Cmatrix_test_weight = table( true = spotify_dec.test$track_popularity, pred = pred_credit_test)
Cmatrix_test_weight
## pred
## true 0 1
## 0 8820 1479
## 1 707 337
1 - sum(diag(Cmatrix_test_weight))/sum(Cmatrix_test_weight)
## [1] 0.192718
Your observation: Now for the testing set we get the following values: with 337 being TP, 1479 FP, 8820 TN and 707 FN on the training set. The MR is now a bit lower with a value of 0.1927. Now, we will obtain the AUC for the training and testing data.
# obtain predicted probability
pred_prob_train = predict(fit_tree_dec, spotify_dec.train, type = "prob")
# This is necessary again, as predict() for tree model return two values, one for 0 and one for 1.
# Replace "1" with the actual category if response variable is a factor
pred_prob_train = pred_prob_train[,"1"]
library(ROCR)
pred <- prediction(pred_prob_train, spotify_dec.train$track_popularity)
perf <- performance(pred, "tpr", "fpr")
#Get the AUC
unlist(slot(performance(pred, "auc"), "y.values"))
## [1] 0.5
# obtain predicted probability
pred_prob_test = predict(fit_tree_dec, spotify_dec.test, type = "prob")
# This is necessary again, as predict() for tree model return two values, one for 0 and one for 1.
pred_prob_test = pred_prob_test[,"1"] #replace "1" with the actual category if reponse variable is a factor
#ROC
pred <- prediction(pred_prob_test, spotify_dec.test$track_popularity)

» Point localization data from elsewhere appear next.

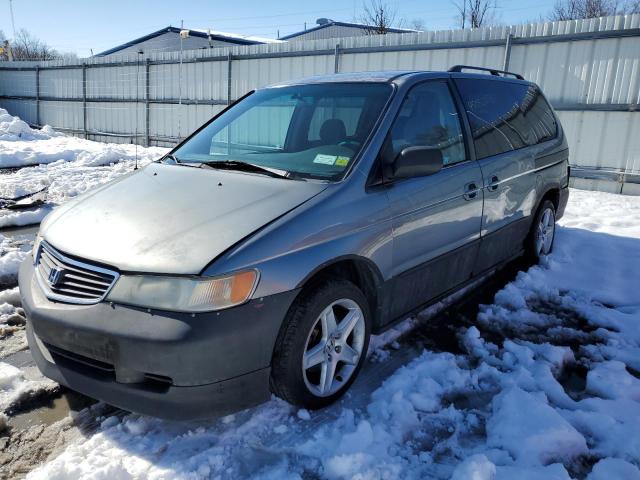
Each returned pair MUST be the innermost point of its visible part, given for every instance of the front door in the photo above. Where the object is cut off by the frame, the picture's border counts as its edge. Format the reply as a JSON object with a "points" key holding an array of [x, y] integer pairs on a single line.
{"points": [[436, 218]]}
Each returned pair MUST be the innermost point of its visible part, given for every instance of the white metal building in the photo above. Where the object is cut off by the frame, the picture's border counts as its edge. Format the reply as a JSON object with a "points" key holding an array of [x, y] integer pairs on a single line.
{"points": [[327, 28], [168, 40]]}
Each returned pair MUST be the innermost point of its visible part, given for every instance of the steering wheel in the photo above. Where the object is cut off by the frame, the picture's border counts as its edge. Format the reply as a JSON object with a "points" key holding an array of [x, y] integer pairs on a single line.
{"points": [[352, 144]]}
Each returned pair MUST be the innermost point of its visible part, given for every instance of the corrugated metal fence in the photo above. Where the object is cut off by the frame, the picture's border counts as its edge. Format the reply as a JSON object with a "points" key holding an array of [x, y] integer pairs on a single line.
{"points": [[589, 69]]}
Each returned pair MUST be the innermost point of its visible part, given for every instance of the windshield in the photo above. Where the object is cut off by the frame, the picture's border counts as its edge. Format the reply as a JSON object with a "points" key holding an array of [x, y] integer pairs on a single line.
{"points": [[309, 131]]}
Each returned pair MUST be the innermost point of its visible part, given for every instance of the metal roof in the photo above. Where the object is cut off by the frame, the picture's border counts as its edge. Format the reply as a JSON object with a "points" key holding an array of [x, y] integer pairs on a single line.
{"points": [[232, 38], [345, 24]]}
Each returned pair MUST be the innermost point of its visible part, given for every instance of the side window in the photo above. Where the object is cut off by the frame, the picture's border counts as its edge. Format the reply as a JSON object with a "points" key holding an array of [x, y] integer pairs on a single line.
{"points": [[505, 116], [428, 118], [345, 109]]}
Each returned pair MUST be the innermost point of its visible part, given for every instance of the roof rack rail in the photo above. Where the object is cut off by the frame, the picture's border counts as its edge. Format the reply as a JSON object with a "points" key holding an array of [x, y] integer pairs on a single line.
{"points": [[492, 71]]}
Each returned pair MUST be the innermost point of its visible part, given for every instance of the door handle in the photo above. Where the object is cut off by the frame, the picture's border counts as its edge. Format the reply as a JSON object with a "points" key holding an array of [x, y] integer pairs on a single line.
{"points": [[470, 191], [493, 185]]}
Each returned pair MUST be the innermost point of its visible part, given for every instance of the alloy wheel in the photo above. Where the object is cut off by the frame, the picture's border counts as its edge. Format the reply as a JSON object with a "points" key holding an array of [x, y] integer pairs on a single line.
{"points": [[545, 232], [333, 348]]}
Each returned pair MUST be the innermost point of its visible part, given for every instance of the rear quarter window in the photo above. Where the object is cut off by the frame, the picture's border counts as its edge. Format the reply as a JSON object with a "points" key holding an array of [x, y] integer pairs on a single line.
{"points": [[505, 116]]}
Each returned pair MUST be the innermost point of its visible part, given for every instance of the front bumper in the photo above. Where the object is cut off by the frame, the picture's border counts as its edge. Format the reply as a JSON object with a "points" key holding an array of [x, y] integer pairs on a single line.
{"points": [[166, 364], [562, 202]]}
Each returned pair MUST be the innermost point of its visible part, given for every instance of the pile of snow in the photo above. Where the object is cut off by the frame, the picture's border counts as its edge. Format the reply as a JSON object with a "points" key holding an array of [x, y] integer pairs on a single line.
{"points": [[11, 256], [14, 386], [501, 410], [14, 129], [47, 146], [63, 166]]}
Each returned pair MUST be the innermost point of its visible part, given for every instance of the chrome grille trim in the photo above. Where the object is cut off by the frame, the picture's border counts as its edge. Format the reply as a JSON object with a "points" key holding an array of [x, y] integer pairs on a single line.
{"points": [[81, 283]]}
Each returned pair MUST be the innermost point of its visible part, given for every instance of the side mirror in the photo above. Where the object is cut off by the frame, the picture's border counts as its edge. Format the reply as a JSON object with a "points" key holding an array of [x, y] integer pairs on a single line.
{"points": [[417, 162]]}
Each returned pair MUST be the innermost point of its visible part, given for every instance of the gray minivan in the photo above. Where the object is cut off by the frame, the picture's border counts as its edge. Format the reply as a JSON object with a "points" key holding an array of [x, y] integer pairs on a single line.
{"points": [[260, 254]]}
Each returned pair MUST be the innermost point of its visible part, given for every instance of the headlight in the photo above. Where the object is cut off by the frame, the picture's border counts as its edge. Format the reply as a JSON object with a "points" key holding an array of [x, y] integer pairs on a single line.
{"points": [[184, 294]]}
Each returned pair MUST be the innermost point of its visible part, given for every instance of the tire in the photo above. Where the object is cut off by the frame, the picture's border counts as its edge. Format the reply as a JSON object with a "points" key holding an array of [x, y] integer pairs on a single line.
{"points": [[307, 334], [543, 232]]}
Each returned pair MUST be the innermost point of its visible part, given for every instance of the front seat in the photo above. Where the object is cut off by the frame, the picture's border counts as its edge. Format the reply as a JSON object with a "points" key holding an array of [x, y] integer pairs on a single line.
{"points": [[332, 132]]}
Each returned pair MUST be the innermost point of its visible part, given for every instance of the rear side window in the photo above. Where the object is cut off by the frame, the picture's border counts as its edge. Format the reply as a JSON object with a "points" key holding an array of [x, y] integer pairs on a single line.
{"points": [[505, 116]]}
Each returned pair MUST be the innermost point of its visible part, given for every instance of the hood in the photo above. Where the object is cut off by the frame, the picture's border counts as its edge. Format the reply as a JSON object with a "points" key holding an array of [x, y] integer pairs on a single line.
{"points": [[171, 219]]}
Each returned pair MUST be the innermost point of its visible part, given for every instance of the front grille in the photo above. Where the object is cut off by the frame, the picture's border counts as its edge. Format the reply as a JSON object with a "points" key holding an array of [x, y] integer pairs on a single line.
{"points": [[69, 280]]}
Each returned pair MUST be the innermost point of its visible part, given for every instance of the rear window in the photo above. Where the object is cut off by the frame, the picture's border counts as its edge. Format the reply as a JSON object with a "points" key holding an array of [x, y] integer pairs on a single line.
{"points": [[505, 116]]}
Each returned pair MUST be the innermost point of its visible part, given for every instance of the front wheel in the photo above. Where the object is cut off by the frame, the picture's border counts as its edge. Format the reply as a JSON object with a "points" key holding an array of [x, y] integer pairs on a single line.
{"points": [[322, 344], [543, 231]]}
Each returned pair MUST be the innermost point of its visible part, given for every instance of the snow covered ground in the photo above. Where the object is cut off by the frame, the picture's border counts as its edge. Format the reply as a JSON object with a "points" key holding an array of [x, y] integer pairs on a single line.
{"points": [[544, 383], [547, 387], [63, 165]]}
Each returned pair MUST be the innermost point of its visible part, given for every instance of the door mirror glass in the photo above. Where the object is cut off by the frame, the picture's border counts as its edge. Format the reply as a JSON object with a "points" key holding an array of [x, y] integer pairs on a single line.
{"points": [[417, 162]]}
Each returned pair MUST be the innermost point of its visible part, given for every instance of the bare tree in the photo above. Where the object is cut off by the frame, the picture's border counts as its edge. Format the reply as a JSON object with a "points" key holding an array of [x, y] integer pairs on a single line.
{"points": [[575, 9], [27, 47], [418, 24], [475, 13], [379, 16]]}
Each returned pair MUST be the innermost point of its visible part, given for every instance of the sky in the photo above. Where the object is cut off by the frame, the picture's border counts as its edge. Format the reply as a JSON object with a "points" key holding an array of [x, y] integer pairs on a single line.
{"points": [[83, 25]]}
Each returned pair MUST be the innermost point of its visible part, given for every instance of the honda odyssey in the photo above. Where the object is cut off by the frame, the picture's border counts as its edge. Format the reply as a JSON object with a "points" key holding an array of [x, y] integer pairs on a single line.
{"points": [[261, 253]]}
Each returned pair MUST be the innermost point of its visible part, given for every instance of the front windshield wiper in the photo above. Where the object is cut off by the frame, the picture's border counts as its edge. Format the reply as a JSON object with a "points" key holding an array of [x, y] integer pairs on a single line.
{"points": [[247, 167]]}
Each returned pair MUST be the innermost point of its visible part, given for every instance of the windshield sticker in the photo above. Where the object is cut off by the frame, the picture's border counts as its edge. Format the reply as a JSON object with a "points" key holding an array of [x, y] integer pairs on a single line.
{"points": [[325, 159], [342, 161]]}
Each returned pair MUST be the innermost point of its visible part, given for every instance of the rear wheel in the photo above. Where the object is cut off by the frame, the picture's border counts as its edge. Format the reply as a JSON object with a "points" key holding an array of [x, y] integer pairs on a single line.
{"points": [[322, 344], [543, 231]]}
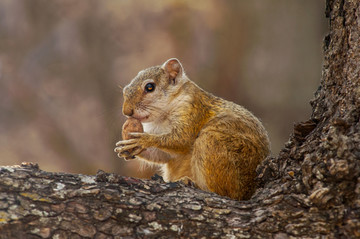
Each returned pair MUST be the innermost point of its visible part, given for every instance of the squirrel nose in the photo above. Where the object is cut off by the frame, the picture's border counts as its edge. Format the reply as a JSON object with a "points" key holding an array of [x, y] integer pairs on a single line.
{"points": [[127, 110]]}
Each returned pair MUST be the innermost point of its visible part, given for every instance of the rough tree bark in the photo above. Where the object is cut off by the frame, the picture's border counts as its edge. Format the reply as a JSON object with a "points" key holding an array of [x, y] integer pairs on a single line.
{"points": [[310, 190]]}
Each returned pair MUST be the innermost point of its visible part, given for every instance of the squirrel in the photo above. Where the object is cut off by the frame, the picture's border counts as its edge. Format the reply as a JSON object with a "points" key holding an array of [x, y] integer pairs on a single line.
{"points": [[192, 134]]}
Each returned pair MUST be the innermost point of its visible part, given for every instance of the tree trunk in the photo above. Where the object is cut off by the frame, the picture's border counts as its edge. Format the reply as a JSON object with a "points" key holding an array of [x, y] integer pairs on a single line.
{"points": [[311, 189]]}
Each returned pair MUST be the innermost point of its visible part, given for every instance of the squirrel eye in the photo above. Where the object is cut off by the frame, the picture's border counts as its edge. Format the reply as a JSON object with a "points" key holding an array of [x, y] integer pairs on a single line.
{"points": [[149, 87]]}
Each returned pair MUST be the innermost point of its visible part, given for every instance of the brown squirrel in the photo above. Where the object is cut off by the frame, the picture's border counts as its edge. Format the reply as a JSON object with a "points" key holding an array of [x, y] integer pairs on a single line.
{"points": [[193, 134]]}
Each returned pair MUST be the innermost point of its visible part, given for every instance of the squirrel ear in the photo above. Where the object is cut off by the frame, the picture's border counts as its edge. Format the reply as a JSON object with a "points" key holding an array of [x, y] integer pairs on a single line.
{"points": [[173, 68]]}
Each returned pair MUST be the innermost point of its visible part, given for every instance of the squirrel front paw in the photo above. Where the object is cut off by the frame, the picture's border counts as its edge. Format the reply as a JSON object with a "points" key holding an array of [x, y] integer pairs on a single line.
{"points": [[129, 148]]}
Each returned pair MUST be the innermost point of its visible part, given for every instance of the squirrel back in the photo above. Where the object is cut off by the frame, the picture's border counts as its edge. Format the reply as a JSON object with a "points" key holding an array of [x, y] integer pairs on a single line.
{"points": [[192, 134]]}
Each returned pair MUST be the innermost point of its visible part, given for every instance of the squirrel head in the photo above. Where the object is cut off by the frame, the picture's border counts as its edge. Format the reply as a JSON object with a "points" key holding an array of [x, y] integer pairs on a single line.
{"points": [[151, 94]]}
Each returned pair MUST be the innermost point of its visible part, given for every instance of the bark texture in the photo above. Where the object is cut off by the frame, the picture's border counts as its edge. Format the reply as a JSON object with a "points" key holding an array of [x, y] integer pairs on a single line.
{"points": [[312, 189]]}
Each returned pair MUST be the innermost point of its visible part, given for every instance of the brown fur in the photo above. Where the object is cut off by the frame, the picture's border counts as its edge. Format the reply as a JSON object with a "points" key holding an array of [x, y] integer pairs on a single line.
{"points": [[194, 135]]}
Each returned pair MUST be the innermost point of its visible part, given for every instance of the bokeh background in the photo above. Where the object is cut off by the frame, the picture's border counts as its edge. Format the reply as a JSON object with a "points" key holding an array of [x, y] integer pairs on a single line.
{"points": [[61, 63]]}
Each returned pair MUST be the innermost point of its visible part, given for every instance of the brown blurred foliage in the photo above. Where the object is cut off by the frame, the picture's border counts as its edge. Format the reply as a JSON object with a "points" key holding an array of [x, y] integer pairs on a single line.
{"points": [[61, 62]]}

perf <- performance(pred, "tpr", "fpr")
plot(perf, colorize=TRUE)
#Get the AUC
unlist(slot(performance(pred, "auc"), "y.values"))
## [1] 0.5
Your observation: When we get the AUC for both the training and testing datasets for the model with no weight we get the same value of 0.5 and the ROC curve is a diagonal linear line. This is due to the fact that none of the variables are predicted as 1. Now, lets get the AUC-ROC for the model with weights.
# obtain predicted probability
pred_asym_train = predict(fit_tree_asym, spotify_dec.train, type = "prob")
# This is necessary again, as predict() for tree model return two values, one for 0 and one for 1.
# Replace "1" with the actual category if response variable is a factor
pred_asym_train = pred_asym_train[,"1"]
library(ROCR)
pred <- prediction(pred_asym_train, spotify_dec.train$track_popularity)
perf <- performance(pred, "tpr", "fpr")
#plot(perf, colorize=TRUE)
#Get the AUC
unlist(slot(performance(pred, "auc"), "y.values"))
## [1] 0.6613876
# obtain predicted probability
pred_asym_test = predict(fit_tree_asym, spotify_dec.test, type = "prob")
# This is necessary again, as predict() for tree model return two values, one for 0 and one for 1.
# Replace "1" with the actual category if response variable is a factor
pred_asym_test = pred_asym_test[,"1"]
library(ROCR)
pred <- prediction(pred_asym_test, spotify_dec.test$track_popularity)
perf <- performance(pred, "tpr", "fpr")
#plot(perf, colorize=TRUE)
#Get the AUC
unlist(slot(performance(pred, "auc"), "y.values"))
## [1] 0.6450638
Your Observation: Now that we have done AUC-ROC on the weighted models, we get a curve and AUC of 0.6614 fr the training set and 0.6451 for the testing set, being a better model that the one with no weights. Overall, although MR is lower on the model with no weights, it does not mean that is better because none of the observations are classified as popular. Although the model with weights has a bigger MR, the model does better classification that model 1. AUC is better for the model with weights, than with no weights.
Conclusion: While exploring which variable is the best predictor for ‘track_popularity’ we found that ‘energy’ and ‘loudness’ were our best predictors. We tested our variables using different prediction models (Logistic regression, KNN, SVM and Tree Model) to see which one performed better. We found that the Tree model performed best due to its high AUC score and the fact that out of all of the models, the Tree model had the best confusion matrix.